No significant linear correlations were found between metal levels in algae and sediments. This result was expected, as macroalgae absorb metals from water (Bonanno and Orlando-Bonaca 2018), while sediments represent the long-term repository in aquatic environments. The absence of correlation also indicates a divergent partitioning of metals from water to these two basal compartments of the food web and possibly implies different effects of the herbivore and detrital energy pathways on the transfer of metals to upper trophic levels (Mendoza-Carranza et al. 2016; Signa et al. 2019).

Conclusions

In summary, our results highlight (i) the ability of the macroalgal δ15N to identify the agricultural- and urban-derived N inputs in a closed water body affected by multiple, and otherwise not easy to identify, N sources, (ii) the general increasing trend in metal pollution, and (iii) the need to consider both macroalgae and sediments to obtain a reliable representation of metal pollution. As regards the first point, the macroalgal δ15N detected the origin of the N inputs at any DIN concentration in water. δ15N values indicated the signature of N inputs from synthetic fertilizers carried by the Sefid-Rud River into the coastal area of Anzali. In the central sites of the Chalus area, the macroalgal δ15N indicated N inputs mainly derived from tourism and municipal wastewaters.

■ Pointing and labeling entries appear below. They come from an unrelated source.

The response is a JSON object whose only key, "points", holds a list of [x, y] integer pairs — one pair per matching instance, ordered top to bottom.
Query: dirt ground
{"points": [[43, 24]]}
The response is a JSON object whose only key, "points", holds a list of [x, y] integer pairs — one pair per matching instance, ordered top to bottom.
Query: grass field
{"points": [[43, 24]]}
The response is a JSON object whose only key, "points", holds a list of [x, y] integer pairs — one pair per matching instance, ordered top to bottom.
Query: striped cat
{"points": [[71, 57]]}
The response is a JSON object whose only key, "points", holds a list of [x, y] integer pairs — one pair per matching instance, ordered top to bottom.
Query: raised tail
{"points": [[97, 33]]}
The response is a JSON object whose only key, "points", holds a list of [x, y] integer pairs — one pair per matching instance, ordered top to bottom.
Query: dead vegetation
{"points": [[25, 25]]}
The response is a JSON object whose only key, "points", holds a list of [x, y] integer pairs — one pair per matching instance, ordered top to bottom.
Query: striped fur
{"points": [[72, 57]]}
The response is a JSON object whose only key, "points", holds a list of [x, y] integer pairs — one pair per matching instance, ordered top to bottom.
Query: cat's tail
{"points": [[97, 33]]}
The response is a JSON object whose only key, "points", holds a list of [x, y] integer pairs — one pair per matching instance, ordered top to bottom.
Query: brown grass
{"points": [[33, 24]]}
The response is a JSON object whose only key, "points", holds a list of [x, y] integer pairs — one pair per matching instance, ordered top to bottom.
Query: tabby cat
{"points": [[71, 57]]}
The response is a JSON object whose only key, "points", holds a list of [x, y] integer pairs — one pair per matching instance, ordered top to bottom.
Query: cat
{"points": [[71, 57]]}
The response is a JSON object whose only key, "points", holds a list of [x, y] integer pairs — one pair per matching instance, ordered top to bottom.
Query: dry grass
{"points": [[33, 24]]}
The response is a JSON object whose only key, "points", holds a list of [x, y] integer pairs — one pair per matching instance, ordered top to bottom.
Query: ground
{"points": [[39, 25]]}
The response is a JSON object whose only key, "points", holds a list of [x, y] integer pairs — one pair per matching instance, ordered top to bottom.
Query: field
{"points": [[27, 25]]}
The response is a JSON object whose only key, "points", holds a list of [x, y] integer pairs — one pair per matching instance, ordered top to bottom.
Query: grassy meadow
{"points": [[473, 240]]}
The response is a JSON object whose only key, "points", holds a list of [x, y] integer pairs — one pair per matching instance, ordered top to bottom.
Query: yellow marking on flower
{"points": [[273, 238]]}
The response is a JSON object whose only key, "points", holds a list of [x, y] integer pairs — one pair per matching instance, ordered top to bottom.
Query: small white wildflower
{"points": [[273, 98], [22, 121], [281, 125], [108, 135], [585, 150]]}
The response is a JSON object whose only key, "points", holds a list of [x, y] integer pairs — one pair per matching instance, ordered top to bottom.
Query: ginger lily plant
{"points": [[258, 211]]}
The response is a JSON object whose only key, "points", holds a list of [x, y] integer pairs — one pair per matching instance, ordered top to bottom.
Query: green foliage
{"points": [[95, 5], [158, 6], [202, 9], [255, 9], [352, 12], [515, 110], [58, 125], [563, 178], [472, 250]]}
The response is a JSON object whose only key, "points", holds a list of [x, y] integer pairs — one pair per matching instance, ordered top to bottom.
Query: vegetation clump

The observed spatial variability of the macroalgal δ15N signatures and metal concentrations in sediments and macroalgae, as well as the lack of correlation between these parameters, indicates that the southern Caspian Sea is affected by multiple and independent anthropic inputs. Metal pollution derived from human activities taking place both in the inland and on the coast. Specifically, Cr and Ni were above the non-polluted thresholds in the sediments of all sampling sites, probably due to nautical and oil extraction activities. By contrast, Pb and Zn were well localized, affecting the touristic sampling sites, and were likely related to the Chalus River transportation from the Sorb Dona mine located upstream. Finally, the analysis of metals concentrations in macroalgae showed diffused high concentrations of Fe, suggesting the important role of oil extraction, mining, and industrial activities in the metal pollution.

In order to deepen the knowledge of the source, diffusion, and effects of pollution in the Caspian Sea, future studies on this complex ecosystem should explicitly consider the spatial variability of anthropogenic pressures and the land use cover. Furthermore, as already observed in the Caspian Sea (Agah et al. 2007) and in other coastal ecosystems (Signa et al. 2019), the potential harmful effects of metal pollution on higher trophic levels should be further investigated. Therefore, for a highly anthropized ecosystem such as the Iranian Caspian Sea, determining the effects of metal and nutrient pollution on the food web is necessary for effective management and conservation actions.